Ohio State and Michigan. Coca-Cola and Pepsi. Mega Man and Dr. Wily. No matter where you look, there are rivalries. Competition, although sometimes ugly, can bring out some of the greatest accomplishments known to the unyielding opponent. They are also fun to both participate in and witness. Our amazing football team’s season could add up to nothing if they lose to Toledo. It’s as simple as that. We have several rivalries, but there is an unspoken one that I would like to both explore and amplify.
This rivalry includes every student on campus. What side are you on, you may ask? Well ask yourself how you spend your Saturday nights. Are they spent alone in your own room, or are they spent unconscious on some dude’s apartment bathroom floor? Yes, the legendary rivalry I am talking about is the classic match-up between the college students who consume alcohol on the weekends (drunks) and those who don’t (sober people).

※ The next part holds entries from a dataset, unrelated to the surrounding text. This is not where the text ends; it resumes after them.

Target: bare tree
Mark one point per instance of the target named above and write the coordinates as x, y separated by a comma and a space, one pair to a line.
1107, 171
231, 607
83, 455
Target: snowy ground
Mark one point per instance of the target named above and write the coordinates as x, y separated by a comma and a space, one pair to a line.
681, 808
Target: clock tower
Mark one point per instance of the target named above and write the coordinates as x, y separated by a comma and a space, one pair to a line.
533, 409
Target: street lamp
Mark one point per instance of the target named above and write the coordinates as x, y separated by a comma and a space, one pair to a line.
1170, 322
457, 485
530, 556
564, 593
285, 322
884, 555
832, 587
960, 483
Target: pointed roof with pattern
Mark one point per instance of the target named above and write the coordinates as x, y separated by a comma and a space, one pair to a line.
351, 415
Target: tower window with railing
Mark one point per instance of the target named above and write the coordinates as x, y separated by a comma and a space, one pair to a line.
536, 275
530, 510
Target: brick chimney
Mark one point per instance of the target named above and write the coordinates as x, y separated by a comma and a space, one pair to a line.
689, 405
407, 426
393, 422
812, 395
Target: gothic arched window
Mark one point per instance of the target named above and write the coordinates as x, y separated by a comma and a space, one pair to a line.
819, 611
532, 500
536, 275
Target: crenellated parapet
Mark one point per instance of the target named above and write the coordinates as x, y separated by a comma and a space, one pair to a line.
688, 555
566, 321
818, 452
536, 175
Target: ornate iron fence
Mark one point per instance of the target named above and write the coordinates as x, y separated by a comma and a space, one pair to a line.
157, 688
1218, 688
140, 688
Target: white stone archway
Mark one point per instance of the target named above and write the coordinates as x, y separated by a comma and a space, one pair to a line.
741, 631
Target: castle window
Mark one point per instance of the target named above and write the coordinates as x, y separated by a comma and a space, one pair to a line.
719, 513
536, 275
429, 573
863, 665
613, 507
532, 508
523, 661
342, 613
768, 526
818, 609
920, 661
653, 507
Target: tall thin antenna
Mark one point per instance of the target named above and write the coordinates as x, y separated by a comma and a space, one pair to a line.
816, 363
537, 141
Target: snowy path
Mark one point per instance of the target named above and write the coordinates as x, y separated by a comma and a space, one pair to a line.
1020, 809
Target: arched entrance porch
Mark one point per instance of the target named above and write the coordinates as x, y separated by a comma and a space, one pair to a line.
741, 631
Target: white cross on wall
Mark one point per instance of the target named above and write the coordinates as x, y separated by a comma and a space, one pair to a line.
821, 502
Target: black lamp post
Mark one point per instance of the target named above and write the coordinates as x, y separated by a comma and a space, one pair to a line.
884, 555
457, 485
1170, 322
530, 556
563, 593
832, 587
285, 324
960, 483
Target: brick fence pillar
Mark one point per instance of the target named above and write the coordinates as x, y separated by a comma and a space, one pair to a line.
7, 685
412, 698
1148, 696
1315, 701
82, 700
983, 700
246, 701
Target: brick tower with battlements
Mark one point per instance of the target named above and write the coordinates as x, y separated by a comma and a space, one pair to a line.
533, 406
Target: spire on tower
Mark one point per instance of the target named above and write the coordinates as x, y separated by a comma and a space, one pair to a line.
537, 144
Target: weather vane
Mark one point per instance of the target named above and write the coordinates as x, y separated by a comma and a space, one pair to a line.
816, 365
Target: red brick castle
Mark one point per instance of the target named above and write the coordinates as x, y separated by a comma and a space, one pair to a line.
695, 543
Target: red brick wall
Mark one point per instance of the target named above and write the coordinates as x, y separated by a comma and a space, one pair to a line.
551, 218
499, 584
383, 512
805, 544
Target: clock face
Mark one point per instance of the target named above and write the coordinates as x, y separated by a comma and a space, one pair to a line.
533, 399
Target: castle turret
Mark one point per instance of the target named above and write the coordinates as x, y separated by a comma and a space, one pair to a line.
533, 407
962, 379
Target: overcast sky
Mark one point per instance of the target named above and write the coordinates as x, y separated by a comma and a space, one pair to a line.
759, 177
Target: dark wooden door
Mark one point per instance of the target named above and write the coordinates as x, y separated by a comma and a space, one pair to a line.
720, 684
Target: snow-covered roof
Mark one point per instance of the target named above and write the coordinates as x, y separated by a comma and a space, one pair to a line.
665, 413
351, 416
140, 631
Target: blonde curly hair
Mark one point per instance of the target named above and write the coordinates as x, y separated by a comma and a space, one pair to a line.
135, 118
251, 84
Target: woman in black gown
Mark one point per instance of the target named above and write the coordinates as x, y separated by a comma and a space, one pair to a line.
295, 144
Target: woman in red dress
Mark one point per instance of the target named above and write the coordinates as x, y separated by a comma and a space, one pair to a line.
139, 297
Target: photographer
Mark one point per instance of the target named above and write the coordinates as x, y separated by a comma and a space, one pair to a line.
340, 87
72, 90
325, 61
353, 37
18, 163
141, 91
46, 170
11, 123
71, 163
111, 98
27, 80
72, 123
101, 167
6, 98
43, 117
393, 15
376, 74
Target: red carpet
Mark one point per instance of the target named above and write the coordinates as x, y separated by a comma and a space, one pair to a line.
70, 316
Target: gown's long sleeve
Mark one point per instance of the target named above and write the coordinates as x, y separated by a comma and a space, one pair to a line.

Right off the bat you can see the problem. People who drink have so many nicknames. To name a few: drunkards, lushes, rummies and frat guys. What are sober people nicknamed? All I can think of are teetotalers, abstainers and people from Utah.
None of those nicknames are very catchy. So, for the sake of vocabulary, I will declare “sob” as a noun meaning a sober person, just so we can compare drunks and sobs without using a cumbersome lexicon.
Why should the drunks vs. sobs rivalry be more productive? Like I said before, rivalries bring out the best from each side.
Moreover, they balance out the two sides. Why do you think the New York Yankees and Detroit Tigers are no longer rival opponents? It’s because the Tigers have trouble winning games against the Mud Hens. Therefore, if the total population of drunks is remarkably more than that of the sobs, then we don’t have a fighting chance. In order to implement this rivalry and restore the balance of power in the universe, the few and proud anti-alcoholics must make some drastic changes.
It all starts with recruitment. When you come to college, you are faced with a choice. The choice is the inclusion of alcohol in your social life. Currently, drunks have young adults reeled in before they put their name on their SAT answer sheets. I feel this is where we must start. We need to advertise the fun life of a sob.
What are the advantages of not drinking on the weekends? The current perks include respect from elders, driving a car, and no headaches on Sunday mornings. These perks wouldn’t even persuade me to not drink.
We don’t want to make youngsters fall for an illusion, but rather exaggerate the fun aspect of weekends. That is what advertising is all about. In times like this, I believe that we should promise recruits that they would become skillful in the art of blackmail. With only a camera a sob could seek out embarrassing incidents all over campus and beyond. They could then use this incriminating evidence against those who drink just a little too much. We don’t want anything from them, but that feel of power over your opponent is always refreshing.
Drunken people will have their day as well. A victory to them might be something like throwing a plastic bottle full of urine out of a speeding car window onto an unsuspecting passerby. Perhaps an intoxicated individual will have more interesting stories to tell on Monday than one who was clean for the weekend. And the rivalry will be born.
Both sides can then come together in the friendly spirit of rivalry and benefit a third party. For example, our campus is “competing” against the U. of Toledo in the Blood Bowl to see who can donate more blood. (On a side note, we will have an advantage in this if we clean up after our hockey games.)
Just having everyone get plastered after a long week of classes isn’t the answer for everyone. With a well-kept rivalry between alcoholics and “soberholics,” division within the campus can keep order in the universe. If you disagree with me, then maybe you should see the pictures I have of you last weekend wearing a coconut bra and sailor hat.